第十二話 幽霊と盗賊の出会い
「あんたはよォ、いつから『亡国の幽霊』になっちまったんだ」
よく晴れた日だった。
遠い異郷の青空の下、船着き場で男二人が会話していた。季節は、夏だろうか。船乗りにも見える短いそでの服装をした男が、厚着をしたもう一人に笑いかける。
浅黒い顔から、眩しい白い歯がのぞいた。
「…………分からん。私は、ずっと旅をしていた。……夢も見ていた。祖国を興すという夢は、まだ終わっていないかもしれない……」
「自分でも分からねえのかよ。この空め。曖昧な語尾ってえのは自信のなさの表れだぜ。テメエが、テメエの選んだ船の舵取りができるかどうかで、漢の価値が決まっちまうんだ。悪党には、悪党なりの美学があるようにな」
「……貴様は、悪党か」
「さぁなあ。自分からホイホイ悪党だって名乗るバカもいねえだろうよ。俺はしがないサーカスの団長。あんたは流浪の剣士だ」
皮の水面を見ながら、立ちあがる。
不思議な男だった。憎まれ口を叩くが、感情に陽気な日差しがある。悪態をつけばつくほど、どこか愛嬌がでてくる手合だった。
舞台の男らしく服装は砂漠を思わせる豪華な出で立ち、腰には牛刀サイズの剣を佩いている。彼は『友』である座りこんだ男を見つめ、腰に下げた『双書』や値打ちのありそうな鞘の剣をチェックする。

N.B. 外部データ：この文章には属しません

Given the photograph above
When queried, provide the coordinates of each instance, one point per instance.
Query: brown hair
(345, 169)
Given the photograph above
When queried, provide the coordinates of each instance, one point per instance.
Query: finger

「……お前さんよ。こういっちまったらなんだが……ちと無防備すぎやしないか。お前さん、自分が何でもできる男だと思っているだろ?」
「……。どうだろうな」
「胡蝶の夢、ってやつさ。俺の生まれた国の隣国の言葉だ。俺は生まれつき卑しくて『学』がないが、飛んでる蝶の自分が夢なのか、それとも蝶になっちまった自分が見ている夢がそうなのか……その区別くらいはつく。逆に、そいつが分からなくなっちまっているヤツを見ると……どうにも悲しくなっちまうんだ」
「……? よく分からんが、私には『書』があればいい。こんな姿になったが、これでこの世に不思議があることが証明された。私には家はいらぬ。家族もいらぬ。友もいらぬ。……ただ、『書』があればいい。この力があれば安らぎを得るのだ」
「チッ。たまんねえよ……」
顔を歪めて。
見ていられないように、浅黒い男は顔を背ける。
「? なにかいったか?」
「たまんねえ、んだよ。俺も先日娘が生まれてな。ああ、こんな悪党でも生きててよかったって思っちまった。最後の仕事にこの町にきたが、それでも足を洗おうってきっぱり決心がついた。考えられるか? 幸せは、こんな小さなところにも落ちてるんだ」
「……それは。重畳というものだ」
重畳というのは、この上もなく良いことという意味だ。
「違えんだよ。たまんねえのは、俺みたいなヤツの幸せの前に現われた、今のお前の姿だ。きちんと飯は食ったか? 人と話したか? その姿を、今の顔を、鏡できちんと確認したか?」
「…………」
「お前の今の姿。呪いに他ならねえぜ」
ローブの男が、黙った。浅黒い男も奥歯を噛みしめて水面を見つめている。
船が二つ、水路を去った後。
「……今夜。また酒場に飲みに来い。最後に高価な酒をおごってやる」
「?」
「俺はサーカスとともに去る。その前に、最後の……やらなくちゃいけねえ仕事ができた」
そして、その夜。
――〝親友〟だった男は、『双書』を奪って逃げた。